I paid for 4 cycles up front and will get my money back if I dont acheive pregnancy/delivery. This was my first cycle at this clinic. He's one of the top doctors in the city. He doesnt thinlk I have a genetic issue. I dont know if he did Assisted Hatching. My question is, what do you make of my situation? Do you think AH would be beneficial for a day 5 transfer? Do you think diet, exercise, herbs, stress can have help make this kind of improvement? Is it weird that less eggs fertised with ICSI than without, especially since they picked the best quality eggs for ICSI?


Dr Smith - March 4

The major difference between cycles 1-2 and the third one is the absence of Lupron. Apparently, you respond better without Lupron. Some folks do and it looks like you're one of them. You new doctor gavit a try without Lupron and you had a better (more physiological) stimulation that resulted in better embryo development. Embryos at the compacted morula stage on Day 5 are within the expected range. When we observe this in our program, we wait until the morning of Day 6 to be sure they have reached the blastocyst stage before transferring them. They usually do, so no harm was done by transferring them on Day 5 at the compacted morula stage. However, the 8-cell had arrested, so there was no point to transferring that embryo.

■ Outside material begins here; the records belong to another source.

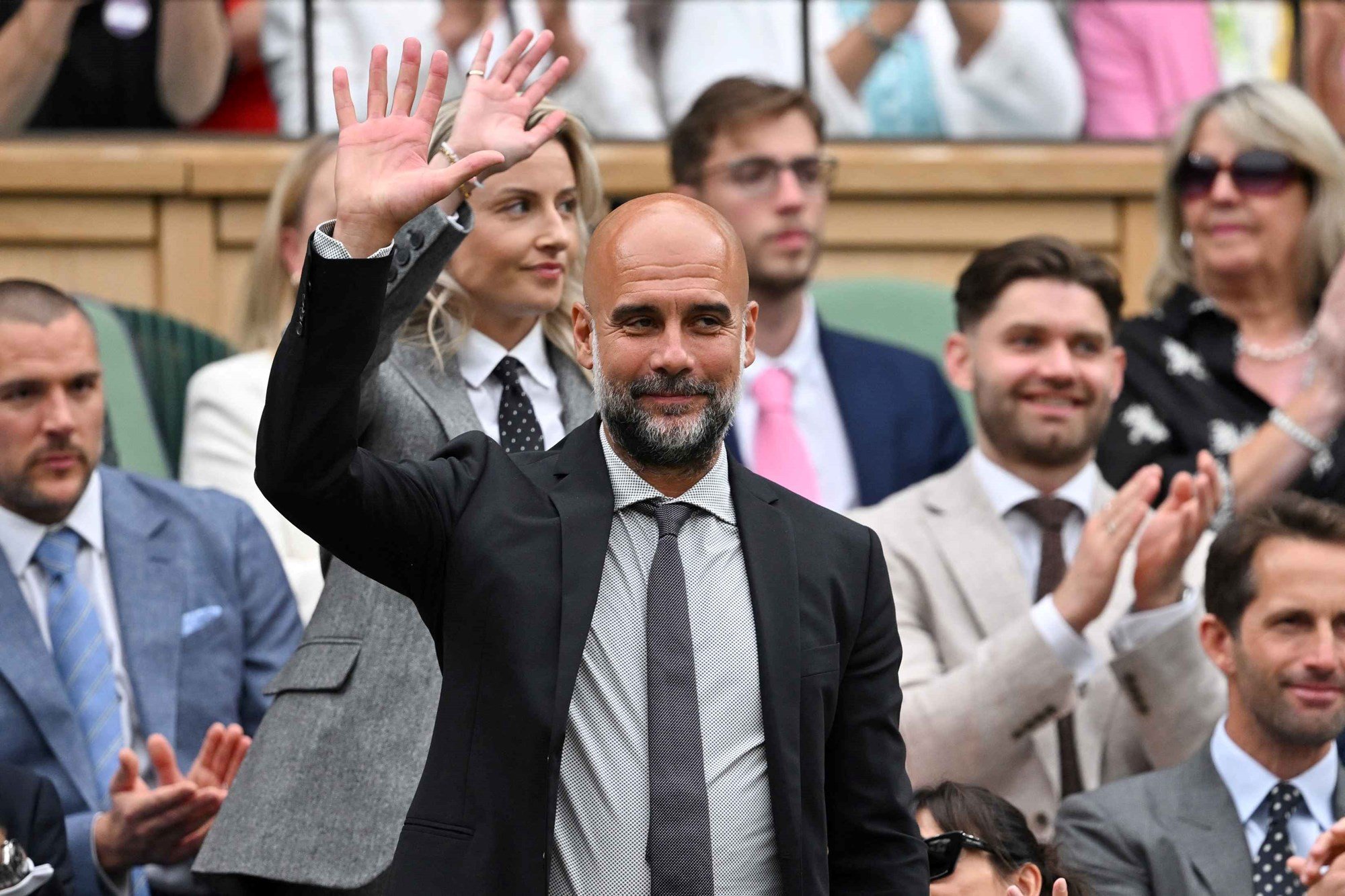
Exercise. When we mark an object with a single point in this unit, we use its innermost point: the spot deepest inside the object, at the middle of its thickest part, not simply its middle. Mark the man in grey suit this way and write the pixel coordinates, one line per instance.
(1269, 782)
(333, 771)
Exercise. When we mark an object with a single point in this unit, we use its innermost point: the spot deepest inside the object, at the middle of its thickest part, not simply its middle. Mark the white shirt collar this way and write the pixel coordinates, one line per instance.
(20, 536)
(1249, 782)
(479, 354)
(804, 353)
(1007, 490)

It has been my experience (and that of others) that assisted hatching of blastocyst stage embryos immediately prior to transfer improves implantation rate.

The developmental potential of eggs cannot be assessed by just looking at the them. Hence, chosing the "best" eggs by their appearance is misleading. Your ICSI results make my point. The developmental potential of eggs lies in their genetic normalicy which cannot be determine by looking at them at the time of ICSI or insemination.